A frequent target of litigation and corruption allegations, the Israeli Prime Minister may be given immunity for "minor offences" thanks to a new law being proposed. Much to the outcry of opposition MPs in the country's parliament the Knesset, David Amsalem, from the incumbent PM's Likud party, is drafting a law which would shield Benjamin Netanyahu from any criminal investigation while still in office.
He first proposed the law only apply to offences with a sentence of fewer than six months but he later suggested that more serious crimes be included.
He said on his Facebook page that over the last three decades, every Prime Minister had been "busy with investigations" and that they "cannot be preoccupied by investigations practically every day".
"I have asked my legal adviser to redraft the bill so that it will also apply to all offences falling under the rubric of public morality, including bribe-taking," Amsalem said.

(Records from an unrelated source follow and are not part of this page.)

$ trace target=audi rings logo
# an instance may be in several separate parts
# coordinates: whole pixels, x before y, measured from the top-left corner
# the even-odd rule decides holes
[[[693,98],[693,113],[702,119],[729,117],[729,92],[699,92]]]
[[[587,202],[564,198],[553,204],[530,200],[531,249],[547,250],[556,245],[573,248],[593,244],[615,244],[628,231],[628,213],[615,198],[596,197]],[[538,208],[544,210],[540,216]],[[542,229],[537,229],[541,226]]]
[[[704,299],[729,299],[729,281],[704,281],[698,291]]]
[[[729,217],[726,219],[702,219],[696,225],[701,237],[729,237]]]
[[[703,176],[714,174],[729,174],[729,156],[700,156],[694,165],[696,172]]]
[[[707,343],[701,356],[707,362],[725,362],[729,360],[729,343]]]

But there was an outcry from opposition figures such as Nachman Shai from the Zionist Union who said Likud MKs are trying to undermine the rule of law to their political advantage.
"No one in Israel is above the law, not this prime minister, not his predecessors and not those who come after him," Shai said.
Itzik Shmuli, from the centre-left Zionist Union called the bill "a new standard of disrespect for the public and harm to the rule of law".
"We can shorten the process and just say that Netanyahu and his son can rule Israel forever and won't have to follow the law," the Jerusalem Post reported.
Although Amsalem denied that his proposal had anything to do with current allegations against Netanyahu, the list of claims against the Prime Minister is growing, including one that he and his wife, Sara, took illicit money to pay for foreign travel and inappropriately used state funds at the official residence.
There is also a probe into whether he got an illegal donation from Arnaud Mimran, a French financier convicted last month of a massive carbon-trading fraud. Ari Harow, Netanyahu's chief of staff, was questioned in an unrelated financial inquiry.
Netanyahu has denied the charges against him, saying the investigations are a politically motivated witch-hunt. In June, a maintenance worker was awarded $34,500 (£23,900) in damages over claims that the Netanyahu's wife verbally abused him and made unreasonable demands, such as for him to heat her soup.